Templeton was a deeply spiritual, albeit unorthodox, individual (see page 290). He lived a life firmly rooted in the Christian traditions of modesty and charity. Yet he was also a great admirer of science, the undogmatic practice of which he believed led to intellectual humility. His love of science and his God led him to form his foundation in 1987 on the basis that a mutual dialogue might enrich the understanding of both.

This publication would turn away from religion in seeking explanations for how the world works, and believes that science is likely to go further in explaining human moral impulses than some religious people will welcome. Thus it shares a degree of suspicion with many in the scientific community at any attempt by religiously driven organizations to fund science. A chief concern is that the influential Templeton Foundation might be seeking to inject religion into the scientific world. And it is easy to understand that concern given the political activism of many American fundamentalists and their efforts to promote ideas such as intelligent design, which posits a divine hand in evolution. The foundation's most vigorous critics accuse it of attempting to lace science with spiritualism.

That claim is somewhat ironic, as Templeton himself seemed to have just the opposite in mind. He believed institutional religion to be antiquated, and hoped a dialogue with researchers might bring about advances in theological thinking. The foundation's substantial funding of science and religion departments around the world is directed towards those ends. Theologians have also used foundation money to develop and promote arguments that reconcile some of the apparent contradictions between science and religion. For those many scientists with a faith, promoting the compatibility of science with faith is a prudent and even necessary goal. Strict atheists may deplore such activities, but they can happily ignore them too.

The foundation's scientific agenda addresses 'big questions', which has sometimes resulted in work that many researchers regard as scientifically marginal. One field popular with the foundation is positive psychology, which seeks to gauge the effects of positive thinking on patients, and which critics argue has yielded little. Also heavily supported are cosmological studies into the existence of multiple universes -- a notion frequently criticized for lying at the edge of falsifiability. The concern is that such research has been unduly elevated by the foundation's backing. But whatever one thinks of positive psychology and the like, the foundation's support has not taken anything away from conventional funding. And in the field of cosmology at least, it has arguably yielded some new and interesting ideas.

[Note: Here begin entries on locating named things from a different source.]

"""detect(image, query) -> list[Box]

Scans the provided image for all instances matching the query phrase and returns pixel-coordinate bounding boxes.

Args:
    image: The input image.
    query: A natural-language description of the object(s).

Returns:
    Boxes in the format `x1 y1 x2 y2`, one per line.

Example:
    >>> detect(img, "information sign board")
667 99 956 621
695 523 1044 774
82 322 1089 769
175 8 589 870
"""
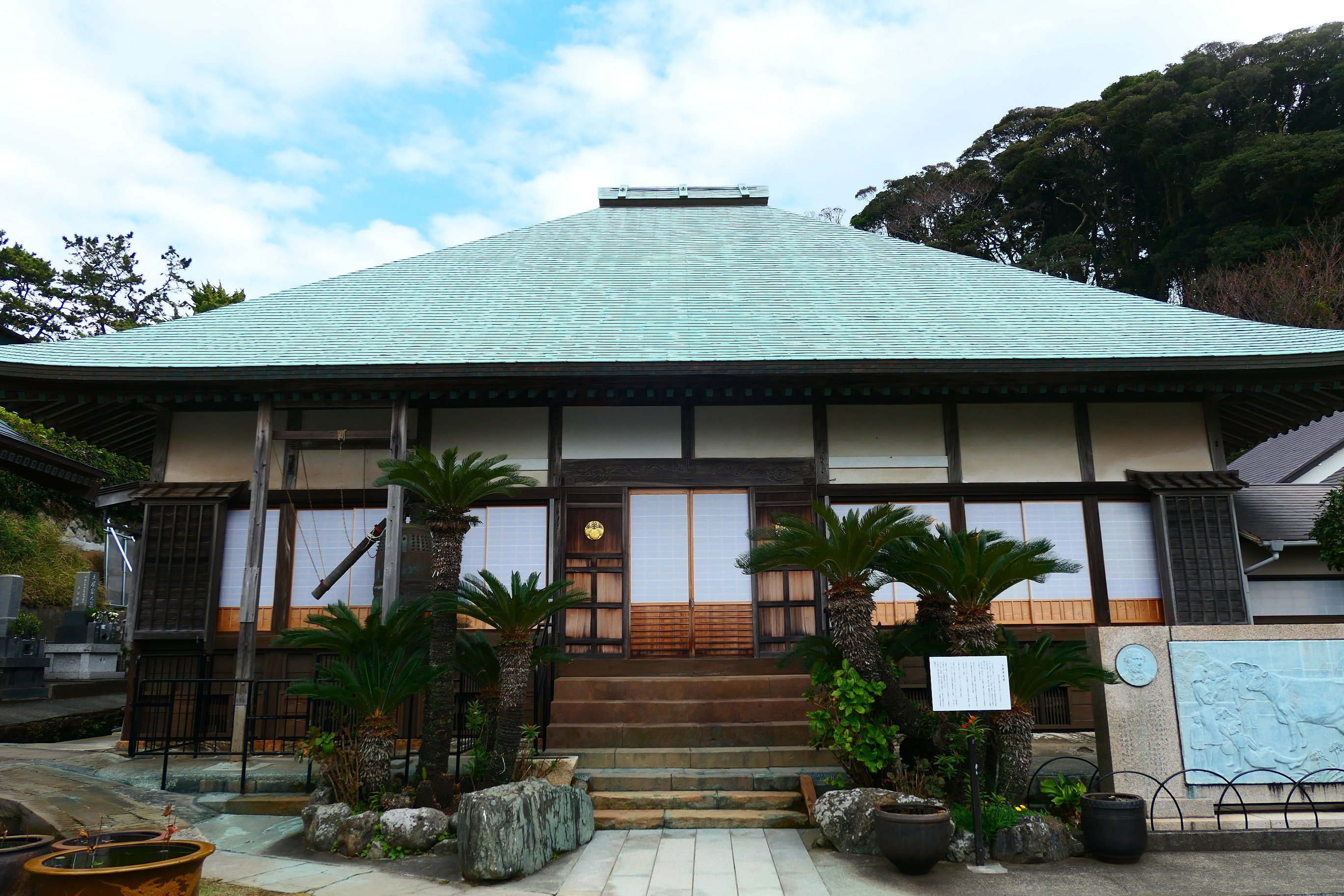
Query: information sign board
929 657 1012 712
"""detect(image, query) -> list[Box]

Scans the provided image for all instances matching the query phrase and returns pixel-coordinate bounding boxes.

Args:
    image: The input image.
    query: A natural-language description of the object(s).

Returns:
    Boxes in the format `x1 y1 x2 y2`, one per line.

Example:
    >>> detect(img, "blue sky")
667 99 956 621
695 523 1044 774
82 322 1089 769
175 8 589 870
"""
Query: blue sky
0 0 1342 296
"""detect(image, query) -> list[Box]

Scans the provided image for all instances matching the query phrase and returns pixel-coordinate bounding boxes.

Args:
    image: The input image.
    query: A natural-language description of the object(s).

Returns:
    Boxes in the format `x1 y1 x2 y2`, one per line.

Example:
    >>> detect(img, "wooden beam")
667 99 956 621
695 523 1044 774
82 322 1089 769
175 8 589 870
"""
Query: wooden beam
383 395 406 610
149 411 172 482
812 403 831 489
1074 402 1097 482
1204 402 1227 470
231 397 272 755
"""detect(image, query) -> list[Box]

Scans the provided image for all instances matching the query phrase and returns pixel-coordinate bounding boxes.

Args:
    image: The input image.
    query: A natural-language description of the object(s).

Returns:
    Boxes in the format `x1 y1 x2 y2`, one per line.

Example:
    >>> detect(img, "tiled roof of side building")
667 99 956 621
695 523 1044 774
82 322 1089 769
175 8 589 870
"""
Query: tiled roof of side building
1232 411 1344 483
1234 485 1332 541
0 196 1344 376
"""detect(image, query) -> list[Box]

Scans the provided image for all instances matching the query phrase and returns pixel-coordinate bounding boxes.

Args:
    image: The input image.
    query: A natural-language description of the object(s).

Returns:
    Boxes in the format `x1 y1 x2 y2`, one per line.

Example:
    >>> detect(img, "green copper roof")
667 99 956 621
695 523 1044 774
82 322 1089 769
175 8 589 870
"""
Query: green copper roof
0 205 1344 376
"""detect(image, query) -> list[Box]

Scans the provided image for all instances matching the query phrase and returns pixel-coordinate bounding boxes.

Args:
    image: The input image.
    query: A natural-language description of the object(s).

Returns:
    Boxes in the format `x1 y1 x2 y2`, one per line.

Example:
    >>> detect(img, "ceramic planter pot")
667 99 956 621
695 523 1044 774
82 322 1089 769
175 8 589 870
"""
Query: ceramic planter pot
24 840 215 896
51 828 164 852
0 834 51 894
872 805 952 874
1082 794 1148 865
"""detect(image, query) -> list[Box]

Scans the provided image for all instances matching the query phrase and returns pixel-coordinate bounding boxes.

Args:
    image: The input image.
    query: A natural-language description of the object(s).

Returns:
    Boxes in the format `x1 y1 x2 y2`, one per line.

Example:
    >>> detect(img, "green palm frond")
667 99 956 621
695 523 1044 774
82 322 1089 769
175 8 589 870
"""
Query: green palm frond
456 569 588 641
289 647 438 716
738 503 930 591
1003 629 1120 706
274 598 429 658
453 631 574 691
876 525 1082 609
374 446 536 523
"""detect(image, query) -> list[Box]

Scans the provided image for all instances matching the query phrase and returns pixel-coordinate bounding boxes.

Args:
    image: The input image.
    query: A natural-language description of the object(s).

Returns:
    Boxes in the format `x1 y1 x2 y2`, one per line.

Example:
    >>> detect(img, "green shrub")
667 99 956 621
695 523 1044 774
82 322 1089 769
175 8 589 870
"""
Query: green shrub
950 797 1043 843
9 613 42 638
0 510 97 607
807 660 899 783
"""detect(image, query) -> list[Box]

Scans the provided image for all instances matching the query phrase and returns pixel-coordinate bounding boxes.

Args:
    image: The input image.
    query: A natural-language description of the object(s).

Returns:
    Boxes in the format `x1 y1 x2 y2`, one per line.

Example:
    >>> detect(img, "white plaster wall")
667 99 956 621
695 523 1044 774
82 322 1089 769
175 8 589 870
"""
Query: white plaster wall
430 407 550 485
164 411 280 486
679 404 813 457
560 406 681 459
827 404 948 483
1087 402 1214 482
294 407 392 489
957 403 1082 482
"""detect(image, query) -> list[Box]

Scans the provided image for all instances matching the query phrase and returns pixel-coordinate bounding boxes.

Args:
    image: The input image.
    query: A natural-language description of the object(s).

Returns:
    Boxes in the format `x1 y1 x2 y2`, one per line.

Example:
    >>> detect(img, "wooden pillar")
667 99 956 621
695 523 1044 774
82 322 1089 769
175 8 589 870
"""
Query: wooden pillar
383 392 406 615
149 410 172 482
231 395 272 754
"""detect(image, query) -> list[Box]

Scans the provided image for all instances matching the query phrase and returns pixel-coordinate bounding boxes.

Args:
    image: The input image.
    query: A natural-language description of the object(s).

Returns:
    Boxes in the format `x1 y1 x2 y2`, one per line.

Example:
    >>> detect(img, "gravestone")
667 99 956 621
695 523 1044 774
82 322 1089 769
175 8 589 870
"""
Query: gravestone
0 575 50 700
47 572 126 681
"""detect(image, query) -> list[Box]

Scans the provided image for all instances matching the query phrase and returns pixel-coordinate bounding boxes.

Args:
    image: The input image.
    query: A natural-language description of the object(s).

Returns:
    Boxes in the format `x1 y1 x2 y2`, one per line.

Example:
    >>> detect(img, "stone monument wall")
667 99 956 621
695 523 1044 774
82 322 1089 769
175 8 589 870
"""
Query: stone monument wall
1087 623 1344 825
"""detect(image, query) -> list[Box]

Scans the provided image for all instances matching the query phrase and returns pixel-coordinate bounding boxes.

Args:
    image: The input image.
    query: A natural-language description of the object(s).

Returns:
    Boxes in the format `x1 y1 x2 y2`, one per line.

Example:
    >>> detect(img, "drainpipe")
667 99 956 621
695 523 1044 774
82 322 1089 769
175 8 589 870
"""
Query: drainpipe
1242 532 1318 574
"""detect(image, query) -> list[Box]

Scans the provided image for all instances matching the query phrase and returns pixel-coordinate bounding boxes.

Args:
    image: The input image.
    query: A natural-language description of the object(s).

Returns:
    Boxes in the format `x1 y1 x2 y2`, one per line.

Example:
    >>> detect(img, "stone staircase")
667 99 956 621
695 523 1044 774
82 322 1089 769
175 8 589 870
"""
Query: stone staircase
547 660 839 829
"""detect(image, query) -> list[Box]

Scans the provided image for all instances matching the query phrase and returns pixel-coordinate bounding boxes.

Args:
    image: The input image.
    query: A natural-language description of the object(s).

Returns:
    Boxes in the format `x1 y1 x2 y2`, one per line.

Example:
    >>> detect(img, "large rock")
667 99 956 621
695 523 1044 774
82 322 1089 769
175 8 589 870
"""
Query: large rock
379 809 448 853
457 778 593 880
813 787 939 856
303 803 349 853
992 815 1078 865
336 812 378 858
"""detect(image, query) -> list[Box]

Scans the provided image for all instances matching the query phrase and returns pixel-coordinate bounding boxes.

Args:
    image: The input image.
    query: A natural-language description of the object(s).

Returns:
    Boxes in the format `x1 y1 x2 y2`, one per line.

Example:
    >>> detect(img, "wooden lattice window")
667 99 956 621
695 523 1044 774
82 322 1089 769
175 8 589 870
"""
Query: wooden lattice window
754 489 818 654
135 503 224 640
1161 493 1246 625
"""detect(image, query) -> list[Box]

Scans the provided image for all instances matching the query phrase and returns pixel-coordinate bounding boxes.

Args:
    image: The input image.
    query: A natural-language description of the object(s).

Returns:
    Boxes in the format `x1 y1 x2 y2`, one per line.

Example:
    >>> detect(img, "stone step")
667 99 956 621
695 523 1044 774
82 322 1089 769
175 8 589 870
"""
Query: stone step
590 790 807 812
546 715 808 752
593 809 809 830
550 696 812 731
556 742 836 770
555 674 811 701
578 766 840 794
224 794 308 815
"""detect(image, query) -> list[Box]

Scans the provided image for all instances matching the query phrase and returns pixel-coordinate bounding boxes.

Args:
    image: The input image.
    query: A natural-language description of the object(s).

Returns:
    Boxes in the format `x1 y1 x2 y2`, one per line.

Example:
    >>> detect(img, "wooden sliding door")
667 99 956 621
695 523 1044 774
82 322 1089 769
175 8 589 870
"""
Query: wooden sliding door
562 490 626 657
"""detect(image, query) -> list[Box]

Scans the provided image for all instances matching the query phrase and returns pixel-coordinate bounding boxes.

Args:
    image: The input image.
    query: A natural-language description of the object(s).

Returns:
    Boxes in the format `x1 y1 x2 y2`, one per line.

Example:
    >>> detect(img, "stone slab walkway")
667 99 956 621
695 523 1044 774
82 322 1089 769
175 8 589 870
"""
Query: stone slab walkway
559 829 828 896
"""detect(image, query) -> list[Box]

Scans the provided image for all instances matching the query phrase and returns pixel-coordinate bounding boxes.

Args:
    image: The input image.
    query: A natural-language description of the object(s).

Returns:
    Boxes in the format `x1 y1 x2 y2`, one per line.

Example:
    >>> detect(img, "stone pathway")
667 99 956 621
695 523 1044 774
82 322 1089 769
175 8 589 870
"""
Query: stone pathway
559 829 828 896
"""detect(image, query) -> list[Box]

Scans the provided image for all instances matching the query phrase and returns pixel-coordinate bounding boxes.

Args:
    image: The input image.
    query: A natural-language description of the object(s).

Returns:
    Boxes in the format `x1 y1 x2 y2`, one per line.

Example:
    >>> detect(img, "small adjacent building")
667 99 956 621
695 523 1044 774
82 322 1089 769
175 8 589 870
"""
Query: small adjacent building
0 185 1344 730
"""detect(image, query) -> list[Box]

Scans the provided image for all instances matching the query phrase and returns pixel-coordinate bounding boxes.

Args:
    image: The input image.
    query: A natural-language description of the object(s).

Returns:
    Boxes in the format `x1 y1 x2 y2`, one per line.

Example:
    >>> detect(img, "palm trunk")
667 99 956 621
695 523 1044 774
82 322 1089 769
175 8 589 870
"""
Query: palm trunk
915 594 955 642
420 520 471 778
948 603 999 657
992 705 1035 805
827 586 924 736
358 715 396 799
489 635 532 786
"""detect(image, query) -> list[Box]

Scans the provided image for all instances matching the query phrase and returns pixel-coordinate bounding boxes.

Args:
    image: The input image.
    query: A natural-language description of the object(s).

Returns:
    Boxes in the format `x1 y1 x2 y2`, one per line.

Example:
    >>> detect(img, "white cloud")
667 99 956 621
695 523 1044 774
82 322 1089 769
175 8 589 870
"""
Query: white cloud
270 146 340 180
429 212 508 247
0 0 1339 305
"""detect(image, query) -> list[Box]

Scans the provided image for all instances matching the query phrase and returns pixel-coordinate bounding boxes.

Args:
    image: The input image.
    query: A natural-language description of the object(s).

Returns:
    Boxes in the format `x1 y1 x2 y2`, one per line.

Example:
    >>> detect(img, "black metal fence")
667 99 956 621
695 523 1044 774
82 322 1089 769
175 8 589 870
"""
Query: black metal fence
126 623 555 792
1027 756 1344 830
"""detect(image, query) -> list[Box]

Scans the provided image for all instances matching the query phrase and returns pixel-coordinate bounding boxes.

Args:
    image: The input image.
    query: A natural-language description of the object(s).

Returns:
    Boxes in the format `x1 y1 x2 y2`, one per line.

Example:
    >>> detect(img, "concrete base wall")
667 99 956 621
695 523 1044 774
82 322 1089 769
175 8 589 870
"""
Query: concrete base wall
1087 623 1344 818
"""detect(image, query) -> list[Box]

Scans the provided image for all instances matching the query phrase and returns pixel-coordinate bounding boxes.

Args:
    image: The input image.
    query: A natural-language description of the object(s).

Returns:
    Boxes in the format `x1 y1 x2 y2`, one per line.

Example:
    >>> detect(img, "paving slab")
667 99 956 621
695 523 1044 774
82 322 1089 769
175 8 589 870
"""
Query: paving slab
806 849 1344 896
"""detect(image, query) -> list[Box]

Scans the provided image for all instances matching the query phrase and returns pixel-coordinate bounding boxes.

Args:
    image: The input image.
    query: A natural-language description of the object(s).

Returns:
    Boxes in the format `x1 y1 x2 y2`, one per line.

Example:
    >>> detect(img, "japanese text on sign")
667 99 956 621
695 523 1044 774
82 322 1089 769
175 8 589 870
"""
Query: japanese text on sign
929 657 1012 712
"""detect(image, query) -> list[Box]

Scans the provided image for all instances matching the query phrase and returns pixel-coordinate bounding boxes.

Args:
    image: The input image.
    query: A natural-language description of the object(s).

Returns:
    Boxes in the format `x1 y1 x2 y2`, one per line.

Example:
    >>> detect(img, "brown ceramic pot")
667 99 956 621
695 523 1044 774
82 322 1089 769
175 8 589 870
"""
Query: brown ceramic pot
51 828 164 852
0 834 51 894
24 840 215 896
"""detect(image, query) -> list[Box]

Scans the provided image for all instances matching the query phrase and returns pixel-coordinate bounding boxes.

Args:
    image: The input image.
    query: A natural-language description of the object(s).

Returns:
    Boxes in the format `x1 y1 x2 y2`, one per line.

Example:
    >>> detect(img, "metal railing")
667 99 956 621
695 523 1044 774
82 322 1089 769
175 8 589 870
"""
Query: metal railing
1027 756 1344 832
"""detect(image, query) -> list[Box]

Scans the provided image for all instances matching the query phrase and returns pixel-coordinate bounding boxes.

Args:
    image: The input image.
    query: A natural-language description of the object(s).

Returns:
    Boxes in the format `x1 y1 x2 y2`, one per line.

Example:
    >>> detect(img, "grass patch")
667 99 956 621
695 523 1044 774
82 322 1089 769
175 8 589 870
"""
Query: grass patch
0 510 98 607
200 877 312 896
0 706 122 744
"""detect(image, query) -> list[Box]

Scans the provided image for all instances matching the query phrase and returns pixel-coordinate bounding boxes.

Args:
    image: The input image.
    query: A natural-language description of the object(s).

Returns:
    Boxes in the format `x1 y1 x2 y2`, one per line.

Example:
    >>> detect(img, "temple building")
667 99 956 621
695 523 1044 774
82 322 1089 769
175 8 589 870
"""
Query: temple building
0 185 1344 746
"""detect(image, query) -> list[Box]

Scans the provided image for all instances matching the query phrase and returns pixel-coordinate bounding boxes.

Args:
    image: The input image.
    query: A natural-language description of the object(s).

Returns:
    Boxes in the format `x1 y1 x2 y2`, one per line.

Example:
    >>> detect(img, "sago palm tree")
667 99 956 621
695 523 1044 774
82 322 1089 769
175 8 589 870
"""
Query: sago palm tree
453 631 573 751
289 647 440 798
992 630 1120 805
374 446 536 775
876 525 1082 656
274 598 429 660
453 569 588 786
738 503 929 733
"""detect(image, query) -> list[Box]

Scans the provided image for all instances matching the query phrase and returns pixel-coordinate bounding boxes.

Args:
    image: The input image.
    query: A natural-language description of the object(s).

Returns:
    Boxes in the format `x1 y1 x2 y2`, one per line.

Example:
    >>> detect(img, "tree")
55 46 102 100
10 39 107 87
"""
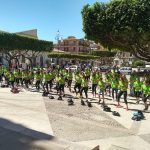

The foundation's management now falls chiefly to Templeton's son, John M. Templeton Jr, whose Christian beliefs are reportedly much more conventional than his father's. A critical scrutiny of the foundation's scientific influence continues to be warranted, and no scientific organization should accept sums of money so large that its mission could be perceived as being swayed by religious or spiritual considerations. But critics' total opposition to the Templeton Foundation's unusual mix of science and spirituality is unwarranted.